Muhammad, nabi Islam, dipercaya telah menjadi agen utama dari sebuah tatanan peradaban baru yang didasarkan pada kiab suci yang memperingatkan kaum Kristen bahwa Yesus tidak dibunuh tidak pula disalibkan (QS 4:157). Akankah sang Kalifah, pemimpin golongan beriman yang mengklaim ini sebuah penistaan bagi agama saingan menyoal Yesus sebagai Putera Allah, akan menempatkan symbol utama dari agama saingan itu di tulisan/prasasti publik? Akankah pemimpin kaum beriman yang mana nabi pendirinya mengklaim bahwa Yesus akan turun di akhir jaman dan “mematahkan semua salib” sebagai penghinaan bagi dirinya dan perjanjian akan transendensi kemuliaan Allah – akan benar-benar mengijinkan sebuah gambar salib ditampilkan di koin yang dibaca oleh semua orang di dalam wilayahnya? [8]
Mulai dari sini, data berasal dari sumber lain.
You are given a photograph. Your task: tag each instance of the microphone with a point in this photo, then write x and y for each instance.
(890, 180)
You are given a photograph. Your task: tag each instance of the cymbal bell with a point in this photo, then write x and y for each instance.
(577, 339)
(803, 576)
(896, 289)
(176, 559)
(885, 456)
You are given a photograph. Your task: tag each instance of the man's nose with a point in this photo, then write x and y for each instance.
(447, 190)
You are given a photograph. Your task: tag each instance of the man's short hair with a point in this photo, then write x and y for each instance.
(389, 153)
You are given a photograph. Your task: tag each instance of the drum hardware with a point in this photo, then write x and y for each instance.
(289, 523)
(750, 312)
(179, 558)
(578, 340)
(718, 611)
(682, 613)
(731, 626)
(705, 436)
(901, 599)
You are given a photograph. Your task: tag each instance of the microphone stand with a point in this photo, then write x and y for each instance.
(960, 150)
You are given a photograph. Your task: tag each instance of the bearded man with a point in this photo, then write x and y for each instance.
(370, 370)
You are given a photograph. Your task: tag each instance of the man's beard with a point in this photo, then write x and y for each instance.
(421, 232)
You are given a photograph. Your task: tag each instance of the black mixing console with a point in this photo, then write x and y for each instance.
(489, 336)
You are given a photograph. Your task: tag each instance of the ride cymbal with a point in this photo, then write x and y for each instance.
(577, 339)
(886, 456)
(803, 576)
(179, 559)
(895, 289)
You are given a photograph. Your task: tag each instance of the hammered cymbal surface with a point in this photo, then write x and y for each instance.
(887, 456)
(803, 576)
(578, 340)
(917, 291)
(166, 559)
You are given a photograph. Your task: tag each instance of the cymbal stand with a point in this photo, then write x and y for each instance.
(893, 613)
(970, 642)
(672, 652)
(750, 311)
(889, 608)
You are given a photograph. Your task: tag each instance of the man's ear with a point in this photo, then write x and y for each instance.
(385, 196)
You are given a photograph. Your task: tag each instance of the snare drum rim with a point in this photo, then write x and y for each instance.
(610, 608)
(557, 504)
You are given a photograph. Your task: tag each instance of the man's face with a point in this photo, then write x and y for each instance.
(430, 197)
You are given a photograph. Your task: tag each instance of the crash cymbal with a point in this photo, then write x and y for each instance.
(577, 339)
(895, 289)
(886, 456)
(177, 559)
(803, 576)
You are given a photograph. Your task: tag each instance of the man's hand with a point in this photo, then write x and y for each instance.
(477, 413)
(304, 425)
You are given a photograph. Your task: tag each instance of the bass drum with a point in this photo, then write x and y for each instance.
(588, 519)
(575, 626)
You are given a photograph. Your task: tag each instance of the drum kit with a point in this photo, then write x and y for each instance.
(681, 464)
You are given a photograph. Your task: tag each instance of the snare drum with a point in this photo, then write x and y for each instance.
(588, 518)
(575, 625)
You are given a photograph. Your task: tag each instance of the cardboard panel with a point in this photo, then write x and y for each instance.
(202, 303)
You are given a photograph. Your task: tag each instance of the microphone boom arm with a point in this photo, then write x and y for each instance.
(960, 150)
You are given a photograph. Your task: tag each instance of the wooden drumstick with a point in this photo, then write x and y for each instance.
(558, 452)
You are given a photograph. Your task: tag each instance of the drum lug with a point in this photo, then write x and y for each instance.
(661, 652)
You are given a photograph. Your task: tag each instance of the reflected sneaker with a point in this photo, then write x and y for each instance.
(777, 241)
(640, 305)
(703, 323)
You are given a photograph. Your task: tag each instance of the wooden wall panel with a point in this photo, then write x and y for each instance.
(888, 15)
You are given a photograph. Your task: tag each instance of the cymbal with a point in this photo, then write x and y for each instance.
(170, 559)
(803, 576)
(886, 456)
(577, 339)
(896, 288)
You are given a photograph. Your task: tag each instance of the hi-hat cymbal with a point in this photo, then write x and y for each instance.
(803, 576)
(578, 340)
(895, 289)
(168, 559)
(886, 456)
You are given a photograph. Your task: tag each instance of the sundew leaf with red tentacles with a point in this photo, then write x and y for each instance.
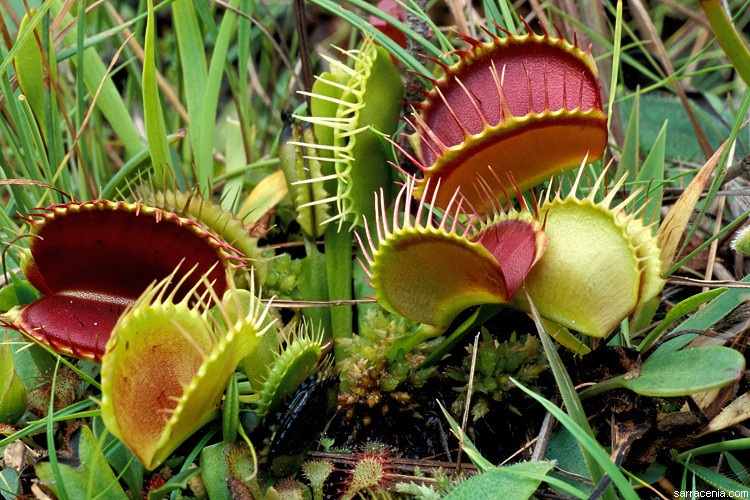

Akankah para pengikut dari nabi baru ini, yang agama barunya dan tatanan politiknya menentang “para penyembah salib,” telah menempatkan suatu figur dengan menyandang salib di koin mereka?    
Barangkali ini bisa ditafsirkan sebagai sebuah tanda toleransi dari Islam, mengingat kaum Kristen mendominasi wilayah Kekaisaran Arab. Namun hukum Islam sebagaimana dirumuskan di abad 9 dan 10 melarang kaum Kristen untuk memperlihatkan salib secara terbuka – bahkan diluar gereja – dan tidak ada petunjuk bahwa pengenaan  hukum ini berlaku berbeda di awal-awal pemberlakukannya. [10] Sehingga sangat mengherankan jika penakluk Muslim dan kaum Kristen akan mencetak koin yang memunculkan tokoh  utama dari agama dan tatanan politik yang mereka pandan rendah, kalahkan, dan pasti segera digantikan. [10]

Koin-koin lainnya dari perioda ini juga memperlihatkan tanda salib dan kata Muhammad. [11] Sebuah koin Syria bertanggal tahun 686 atau 687, pada awalnya menampilkan apa yang ahli numismatis Volker Popp sebut sebagai “motto Muhammad” di bagian belakang (kanan). [12] Bagian depan menamplkan seorang pemimpin dengan sebuah salib dan memegang salib lainnya. [13] 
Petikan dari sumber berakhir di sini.